1. “I love to cook, but barbeque is pretty much my only avenue. Barbequing has become a real fun hobby and passion for me. My friends and I have a competitive barbeque team, and we have found that Blues Hog Barbeque Sauce is really great to put on our meats. I always have a supply in my fridge for competitions, practices or good eats.”
2. “My wife and I try to cover all of our bases nutritionally, and we are dedicated to super food powders. I call them sticks and twigs, because that’s kind of what they taste like. We mix the powders with crushed up berries and plain Greek yogurt for an awesome purple-colored fruity mixture. I try to make a huge vat of it each week, and I eat about half a cup every morning.”

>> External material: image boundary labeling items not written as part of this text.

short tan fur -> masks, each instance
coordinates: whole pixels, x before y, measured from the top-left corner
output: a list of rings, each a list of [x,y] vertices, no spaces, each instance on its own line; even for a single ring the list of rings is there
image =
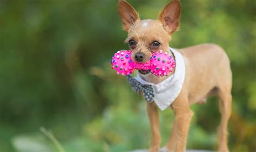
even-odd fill
[[[179,1],[170,2],[161,11],[157,20],[140,20],[138,12],[125,0],[118,1],[118,8],[123,29],[128,32],[125,42],[130,45],[133,60],[136,60],[134,56],[138,52],[144,55],[141,61],[144,63],[149,60],[152,53],[160,50],[164,52],[169,50],[171,34],[179,29],[181,14]],[[131,40],[133,42],[131,42]],[[159,45],[154,44],[156,42]],[[193,114],[190,106],[198,101],[205,102],[208,96],[217,95],[221,113],[218,150],[228,151],[227,128],[231,113],[232,82],[227,56],[223,49],[214,44],[203,44],[176,50],[184,59],[186,76],[180,94],[170,106],[174,112],[175,120],[170,140],[165,147],[170,151],[185,151]],[[154,84],[167,78],[157,77],[150,73],[140,74],[145,80]],[[161,138],[156,103],[147,103],[147,112],[152,134],[150,151],[158,151]]]

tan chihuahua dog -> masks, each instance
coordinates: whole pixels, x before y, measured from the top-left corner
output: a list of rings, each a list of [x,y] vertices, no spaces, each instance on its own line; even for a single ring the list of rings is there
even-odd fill
[[[124,29],[128,32],[125,42],[132,50],[133,60],[147,62],[153,52],[169,50],[171,35],[179,27],[181,14],[179,1],[172,0],[169,3],[157,20],[140,20],[138,12],[125,0],[119,1],[118,8]],[[170,151],[185,151],[190,121],[193,114],[190,106],[198,101],[205,102],[207,96],[218,95],[221,114],[218,130],[218,150],[228,151],[227,127],[231,113],[232,72],[227,56],[221,47],[212,44],[176,50],[184,58],[186,75],[180,93],[170,106],[174,112],[175,120],[166,148]],[[140,70],[139,73],[144,80],[155,84],[173,74],[159,77],[149,71]],[[154,102],[147,104],[152,130],[150,151],[158,151],[161,140],[158,109]]]

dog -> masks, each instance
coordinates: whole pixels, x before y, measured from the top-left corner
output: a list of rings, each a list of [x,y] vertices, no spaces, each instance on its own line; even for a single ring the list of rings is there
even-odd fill
[[[119,0],[118,10],[123,29],[128,33],[125,42],[132,51],[132,60],[138,63],[146,63],[152,53],[159,50],[164,52],[170,51],[169,43],[171,35],[179,29],[180,1],[172,0],[167,4],[157,20],[140,20],[138,12],[125,0]],[[185,77],[179,93],[169,106],[174,112],[175,120],[165,148],[170,151],[185,151],[190,123],[193,115],[190,106],[197,102],[205,102],[207,96],[218,96],[221,113],[218,151],[228,151],[227,128],[231,113],[232,85],[228,57],[223,49],[214,44],[203,44],[175,50],[183,59]],[[169,53],[173,55],[174,59],[177,57],[173,52]],[[157,77],[151,73],[150,70],[139,70],[138,75],[144,81],[158,84],[175,75],[178,68],[179,65],[177,63],[174,70],[167,76]],[[147,113],[152,136],[149,151],[158,151],[161,139],[156,102],[147,102]]]

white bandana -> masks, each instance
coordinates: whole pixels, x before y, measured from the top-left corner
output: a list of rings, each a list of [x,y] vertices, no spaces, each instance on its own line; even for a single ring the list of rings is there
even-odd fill
[[[170,47],[175,57],[176,69],[174,73],[163,81],[156,85],[142,79],[137,73],[134,78],[143,85],[150,85],[153,86],[154,91],[154,101],[161,109],[164,110],[170,106],[176,99],[181,91],[186,74],[184,60],[180,53]]]

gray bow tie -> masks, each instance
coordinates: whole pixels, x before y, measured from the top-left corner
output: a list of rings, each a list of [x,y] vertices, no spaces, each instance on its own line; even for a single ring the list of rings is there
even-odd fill
[[[140,91],[143,93],[145,100],[149,102],[154,101],[154,91],[153,86],[150,85],[143,85],[130,75],[126,75],[132,89],[137,94],[139,94]]]

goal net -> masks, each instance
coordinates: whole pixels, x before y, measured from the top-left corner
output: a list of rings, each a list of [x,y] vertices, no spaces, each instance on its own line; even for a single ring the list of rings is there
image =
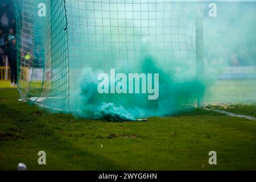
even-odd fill
[[[21,99],[76,109],[81,79],[90,78],[88,68],[135,73],[154,62],[172,80],[196,78],[198,6],[179,1],[16,0]],[[142,69],[134,68],[139,65]]]

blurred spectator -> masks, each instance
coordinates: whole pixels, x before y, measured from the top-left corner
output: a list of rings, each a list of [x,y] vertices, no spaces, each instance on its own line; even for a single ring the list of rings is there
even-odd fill
[[[16,34],[16,22],[15,19],[12,19],[11,21],[11,24],[9,26],[10,29],[13,30],[13,33]]]
[[[8,27],[9,26],[9,19],[7,14],[5,13],[1,18],[1,24],[2,27]]]
[[[0,29],[0,47],[5,46],[5,36],[3,34],[3,30]]]
[[[0,29],[0,67],[4,65],[3,63],[3,49],[5,48],[5,37],[3,34],[3,31]]]

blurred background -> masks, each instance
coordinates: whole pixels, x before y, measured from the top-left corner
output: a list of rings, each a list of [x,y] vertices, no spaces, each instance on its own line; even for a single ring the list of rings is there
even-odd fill
[[[16,86],[16,22],[14,4],[14,0],[0,0],[0,88]]]

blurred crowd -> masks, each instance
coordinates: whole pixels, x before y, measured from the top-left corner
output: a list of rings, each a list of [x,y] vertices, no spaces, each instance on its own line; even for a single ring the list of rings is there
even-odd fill
[[[14,8],[13,3],[10,2],[0,5],[0,67],[10,67],[11,86],[15,86],[17,82],[17,61]]]

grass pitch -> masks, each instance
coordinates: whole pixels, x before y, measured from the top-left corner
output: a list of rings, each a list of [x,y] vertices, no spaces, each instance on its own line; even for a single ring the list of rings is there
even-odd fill
[[[51,114],[0,89],[0,169],[255,170],[256,122],[195,110],[146,122],[112,122]],[[255,105],[232,107],[253,115]],[[229,110],[230,111],[230,110]],[[255,116],[255,114],[254,114]],[[47,164],[38,163],[39,151]],[[217,165],[208,153],[217,152]]]

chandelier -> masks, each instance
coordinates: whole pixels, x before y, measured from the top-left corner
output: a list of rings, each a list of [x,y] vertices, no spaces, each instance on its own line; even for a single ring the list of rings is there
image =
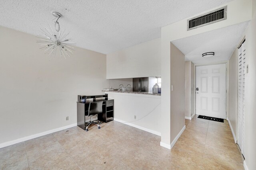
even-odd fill
[[[66,59],[66,57],[70,57],[70,55],[73,54],[74,48],[72,45],[76,45],[76,43],[71,42],[71,38],[68,38],[70,32],[65,33],[65,31],[62,32],[58,20],[61,16],[61,14],[58,12],[52,12],[52,15],[56,18],[54,22],[54,29],[50,25],[46,26],[44,29],[41,29],[41,34],[38,35],[40,40],[36,41],[42,47],[40,48],[44,50],[44,54],[48,54],[50,57],[55,55],[57,51],[60,53],[60,57],[62,56]]]

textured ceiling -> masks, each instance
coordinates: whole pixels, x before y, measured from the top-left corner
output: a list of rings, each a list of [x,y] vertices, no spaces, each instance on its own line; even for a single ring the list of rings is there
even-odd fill
[[[0,25],[37,35],[54,25],[71,31],[78,47],[104,54],[161,36],[160,28],[232,0],[1,0]]]
[[[249,21],[174,41],[172,43],[185,55],[186,61],[194,64],[228,60],[240,43]],[[212,57],[202,54],[214,52]]]

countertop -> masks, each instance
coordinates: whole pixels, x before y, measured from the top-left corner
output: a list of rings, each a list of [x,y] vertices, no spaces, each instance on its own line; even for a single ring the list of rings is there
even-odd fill
[[[113,92],[114,93],[132,93],[134,94],[147,94],[149,95],[154,95],[154,96],[161,96],[160,93],[152,93],[149,92],[134,92],[132,91],[122,92],[120,90],[102,90],[102,92]]]

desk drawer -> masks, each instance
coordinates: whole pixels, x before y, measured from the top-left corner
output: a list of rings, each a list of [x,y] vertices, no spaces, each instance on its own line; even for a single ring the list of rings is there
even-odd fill
[[[108,100],[107,101],[106,101],[106,103],[107,107],[114,106],[114,100]]]

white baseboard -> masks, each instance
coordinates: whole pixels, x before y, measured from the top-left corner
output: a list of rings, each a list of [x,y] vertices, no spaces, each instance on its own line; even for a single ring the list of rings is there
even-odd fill
[[[142,126],[139,126],[134,124],[131,123],[126,123],[125,121],[123,121],[122,120],[120,120],[118,119],[116,119],[114,117],[114,120],[118,121],[122,123],[125,124],[126,125],[129,125],[129,126],[132,126],[133,127],[136,127],[142,130],[149,132],[150,133],[153,133],[153,134],[156,135],[157,135],[161,136],[161,133],[154,131],[153,130],[150,129],[149,129],[146,128],[146,127],[142,127]]]
[[[245,162],[245,160],[244,160],[244,170],[249,170],[246,165],[246,163]]]
[[[181,134],[182,134],[182,133],[183,133],[183,131],[184,131],[184,130],[185,130],[185,129],[186,125],[184,125],[184,126],[183,126],[183,127],[182,127],[182,129],[180,131],[180,132],[179,132],[179,133],[178,134],[178,135],[176,136],[175,138],[174,138],[172,142],[172,143],[171,143],[171,149],[172,148],[172,147],[173,147],[174,146],[174,144],[175,144],[175,143],[176,143],[177,141],[178,141],[178,140],[179,139],[179,138],[180,137]]]
[[[162,142],[160,142],[160,146],[164,147],[169,149],[171,149],[171,145],[168,145],[167,143],[164,143]]]
[[[28,141],[28,140],[32,139],[34,139],[38,137],[40,137],[40,136],[44,136],[46,135],[48,135],[50,133],[52,133],[54,132],[61,131],[62,130],[74,127],[74,126],[76,126],[76,125],[77,125],[77,123],[72,124],[71,125],[68,125],[67,126],[63,126],[62,127],[59,127],[58,128],[50,130],[47,131],[45,131],[44,132],[41,132],[40,133],[36,133],[34,135],[32,135],[28,136],[26,137],[24,137],[21,138],[14,140],[13,141],[11,141],[8,142],[5,142],[4,143],[0,143],[0,148],[3,148],[4,147],[7,147],[8,146],[10,146],[12,145],[19,143],[20,142]]]
[[[194,117],[194,115],[195,115],[195,113],[194,113],[193,115],[192,115],[192,116],[191,117],[189,117],[188,116],[185,116],[185,119],[188,119],[188,120],[192,120],[192,119],[193,119],[193,117]]]
[[[230,129],[231,129],[231,132],[232,132],[232,135],[233,135],[233,137],[234,137],[234,140],[235,141],[235,143],[237,143],[237,140],[236,140],[236,135],[235,135],[235,133],[234,133],[234,131],[233,130],[233,127],[232,127],[232,126],[231,125],[231,123],[229,121],[229,119],[228,118],[227,119],[228,120],[228,124],[229,124],[229,126],[230,127]]]
[[[188,120],[191,120],[191,117],[189,117],[188,116],[185,116],[185,119],[188,119]]]
[[[193,117],[194,117],[194,116],[195,114],[196,114],[196,113],[194,113],[194,114],[193,115],[192,115],[192,116],[191,116],[191,119],[193,119]]]

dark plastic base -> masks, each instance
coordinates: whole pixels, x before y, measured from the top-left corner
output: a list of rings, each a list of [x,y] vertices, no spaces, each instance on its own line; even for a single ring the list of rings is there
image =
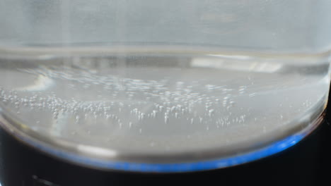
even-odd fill
[[[40,153],[0,130],[2,186],[85,185],[331,185],[331,113],[310,135],[272,156],[220,170],[151,174],[103,171],[74,165]]]

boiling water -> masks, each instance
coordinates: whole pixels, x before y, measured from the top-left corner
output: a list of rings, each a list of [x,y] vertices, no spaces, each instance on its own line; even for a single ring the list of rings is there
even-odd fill
[[[314,56],[28,54],[0,58],[4,110],[54,140],[122,153],[226,148],[286,133],[320,112],[329,88],[328,63]]]

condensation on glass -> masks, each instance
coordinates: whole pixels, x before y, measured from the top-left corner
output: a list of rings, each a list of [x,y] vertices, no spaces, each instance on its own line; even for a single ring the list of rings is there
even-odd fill
[[[190,171],[281,151],[329,92],[328,0],[0,0],[0,123],[93,167]]]

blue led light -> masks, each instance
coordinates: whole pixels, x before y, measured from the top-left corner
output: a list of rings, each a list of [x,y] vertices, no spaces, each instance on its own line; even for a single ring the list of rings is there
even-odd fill
[[[41,149],[57,156],[71,161],[107,169],[157,173],[178,173],[203,170],[210,170],[232,166],[266,157],[281,151],[301,140],[304,135],[289,136],[282,140],[276,142],[263,149],[243,154],[236,156],[205,161],[178,163],[137,163],[128,162],[112,162],[98,159],[88,159],[73,154],[58,151],[46,147],[35,142],[30,143],[37,148]],[[1,186],[1,185],[0,185]]]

3. “My best friend’s father makes these pickles called Parker’s Pickles based on a family recipe handed down through the generations. They are absolutely wonderful — a real sought after prize for people around Atlanta since they are not commercially available. We keep them around for sandwiches or just about any food that would be good with pickles.”
4. “As the only coffee drinker in the family, I keep a small amount of half and half in the fridge. I have tried all of the other cream substitutes like coconut and soymilk, but half and half is the only way to go. I don’t even pass the grocery store without thinking about whether I need more half and half.”
5. “My family likes apples, but we specifically love honey crisp apples. Since they are only in season for about six months, we usually buy a lot of them when we see them in the store. As a distant second, we sometimes eat Fuji’s. But nothing compares to the honey crisp. They’re awesome.”